Gwendoline Hills Hike

Article & Photo by Ann Snow


They're irresistible. The forests of the Sunshine Coast tantalize, tempt and taunt both avid outdoor enthusiasts and casual hikers. And on this sunny afternoon in early spring, we walked the Gwendoline Hills section.

Traces of a late snowfall still eluded the warming sun but this did not impede our footing on the well-worn trail. The Gwendoline Hills, on the north end of the Sunshine Coast near Lund, run north-south along the Malaspina Peninsula and overlook the Okeover (oh-koh-ver) Inlet. This area represents the essence of the Sunshine Coast Trail with its old growth forests and spectacular views.

A map is indispensable for locating the many access points of the Sunshine Coast Trail. We drove up a dirt road that came within 1km of the south end of the Gwendoline Hills then set out on foot with water, snacks and bear bells. The Trail is identified with red markers on trees and is fairly obvious and easy to follow. We headed north into the Hills at an easy pace breathing the purified air of the majestic wooden wardens, keepers of the Hills. Ancient beyond lifetimes, they looked down on us silently, unbothered by our intrusion.
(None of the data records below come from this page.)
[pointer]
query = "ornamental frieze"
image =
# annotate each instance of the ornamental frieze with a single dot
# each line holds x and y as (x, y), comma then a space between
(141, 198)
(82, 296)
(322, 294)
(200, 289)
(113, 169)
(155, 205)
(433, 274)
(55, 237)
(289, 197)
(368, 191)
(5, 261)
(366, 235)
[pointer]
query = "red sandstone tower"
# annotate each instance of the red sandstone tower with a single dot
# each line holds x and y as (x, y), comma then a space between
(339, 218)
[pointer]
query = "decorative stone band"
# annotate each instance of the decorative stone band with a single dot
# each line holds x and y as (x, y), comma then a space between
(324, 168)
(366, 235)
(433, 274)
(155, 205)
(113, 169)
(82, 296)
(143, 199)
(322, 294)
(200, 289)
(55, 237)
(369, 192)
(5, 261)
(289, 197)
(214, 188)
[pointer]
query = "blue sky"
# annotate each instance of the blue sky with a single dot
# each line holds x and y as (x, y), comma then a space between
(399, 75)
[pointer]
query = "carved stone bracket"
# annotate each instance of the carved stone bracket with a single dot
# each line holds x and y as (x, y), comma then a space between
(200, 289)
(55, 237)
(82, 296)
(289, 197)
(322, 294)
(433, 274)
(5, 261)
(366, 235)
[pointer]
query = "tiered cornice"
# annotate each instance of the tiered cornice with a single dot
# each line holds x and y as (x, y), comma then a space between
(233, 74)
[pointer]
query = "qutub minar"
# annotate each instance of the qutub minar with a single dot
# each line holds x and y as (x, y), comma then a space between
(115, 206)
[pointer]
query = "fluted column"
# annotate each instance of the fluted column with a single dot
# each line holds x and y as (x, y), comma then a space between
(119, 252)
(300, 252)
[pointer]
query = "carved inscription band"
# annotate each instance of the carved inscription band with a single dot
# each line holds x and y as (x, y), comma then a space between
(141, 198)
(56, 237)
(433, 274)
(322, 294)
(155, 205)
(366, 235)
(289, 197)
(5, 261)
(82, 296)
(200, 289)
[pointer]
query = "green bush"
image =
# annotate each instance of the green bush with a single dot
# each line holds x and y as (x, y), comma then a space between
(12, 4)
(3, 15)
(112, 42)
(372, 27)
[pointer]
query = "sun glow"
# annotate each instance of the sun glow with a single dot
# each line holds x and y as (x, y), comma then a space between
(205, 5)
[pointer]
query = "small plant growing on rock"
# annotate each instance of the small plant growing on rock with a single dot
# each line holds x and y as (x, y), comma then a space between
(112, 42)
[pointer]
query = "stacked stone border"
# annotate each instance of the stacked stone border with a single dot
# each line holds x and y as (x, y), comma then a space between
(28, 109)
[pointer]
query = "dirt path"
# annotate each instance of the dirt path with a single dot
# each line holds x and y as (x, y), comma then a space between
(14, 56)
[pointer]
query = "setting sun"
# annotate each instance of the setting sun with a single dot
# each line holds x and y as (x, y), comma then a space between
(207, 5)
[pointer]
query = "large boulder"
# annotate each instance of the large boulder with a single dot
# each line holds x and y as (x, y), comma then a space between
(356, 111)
In short time we too were looking down. Okeover Inlet lay way below us dyed in shifting blues, a ripple in the carpet of green embankment, fishing boats and oyster farms mere dots on the edge of our imaginations. Distant bays and islets were sources of curiosity and speculation. Beyond, the mountains of the Bunster Range competed for our attention still retaining their white winter caps as they bounded eastward beyond our vision.

Like an open window in a stuffy room, the sea breeze revived and enlivened. We sipped and nibbled in awe, humbled by the stunning beauty. Energized by our snacks, we captured a fraction of the wonder on camera before beginning our hushed and contemplative trail home. A mere three-hour hike yet we all slept soundly that night.